Abstract
Enzyme assays of beta-N-acetylhexosaminidase from Aspergillus oryzae using capillary electrophoresis in the offline and online setup have been developed. The pH value and concentration of the borate-based background electrolyte were optimized in order to achieve baseline separation of N,N',N"-triacetylchitotriose, N,N'-diacetylchitobiose, and N-acetyl-D-glucosamine.
The optimized method using 25 mM tetraborate buffer, pH 10.0, was evaluated in terms of repeatability, limits of detection, quantification, and linearity. The method was successfully applied to the offline enzyme assay of beta-N-acetylhexosaminidase, which was demonstrated by monitoring the hydrolysis of N,N',N"- triacetylchitotriose.

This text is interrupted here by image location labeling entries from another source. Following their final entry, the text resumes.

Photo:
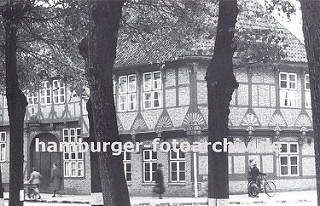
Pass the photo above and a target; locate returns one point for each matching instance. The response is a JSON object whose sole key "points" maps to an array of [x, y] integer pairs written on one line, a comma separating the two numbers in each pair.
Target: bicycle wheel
{"points": [[270, 189], [252, 188]]}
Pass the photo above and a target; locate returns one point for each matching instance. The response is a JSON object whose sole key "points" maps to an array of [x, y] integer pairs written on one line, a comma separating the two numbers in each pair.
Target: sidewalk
{"points": [[281, 197]]}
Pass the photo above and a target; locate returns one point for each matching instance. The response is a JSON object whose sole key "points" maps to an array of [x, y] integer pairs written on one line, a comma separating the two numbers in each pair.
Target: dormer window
{"points": [[127, 100], [152, 90], [288, 89]]}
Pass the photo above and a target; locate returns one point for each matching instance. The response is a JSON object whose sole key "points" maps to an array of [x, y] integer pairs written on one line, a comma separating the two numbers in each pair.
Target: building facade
{"points": [[168, 100]]}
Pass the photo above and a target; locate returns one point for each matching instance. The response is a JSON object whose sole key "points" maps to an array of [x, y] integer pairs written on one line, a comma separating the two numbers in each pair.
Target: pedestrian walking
{"points": [[56, 179], [159, 187], [35, 181]]}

The presented method was also utilized to study the pH dependence of enzyme activity. An online assay with N,N'-diacetylchitobiose as a substrate was developed using the Transverse Diffusion of Laminar Flow Profiles model to optimize the injection sequence and incapillary mixing of substrate and enzyme plugs.
The experimental results were in good agreement with predictions of the model. The online assay was successfully used to observe the inhibition effect of N,N'-dimethylformamide on the activity of beta-N-acetylhexosaminidase with nanoliter volumes of reagents used per run and a high degree of automation.
After adjustment of background electrolyte pH, an online assay with N,N',N"-triacetylchitotriose as a substrate was also performed.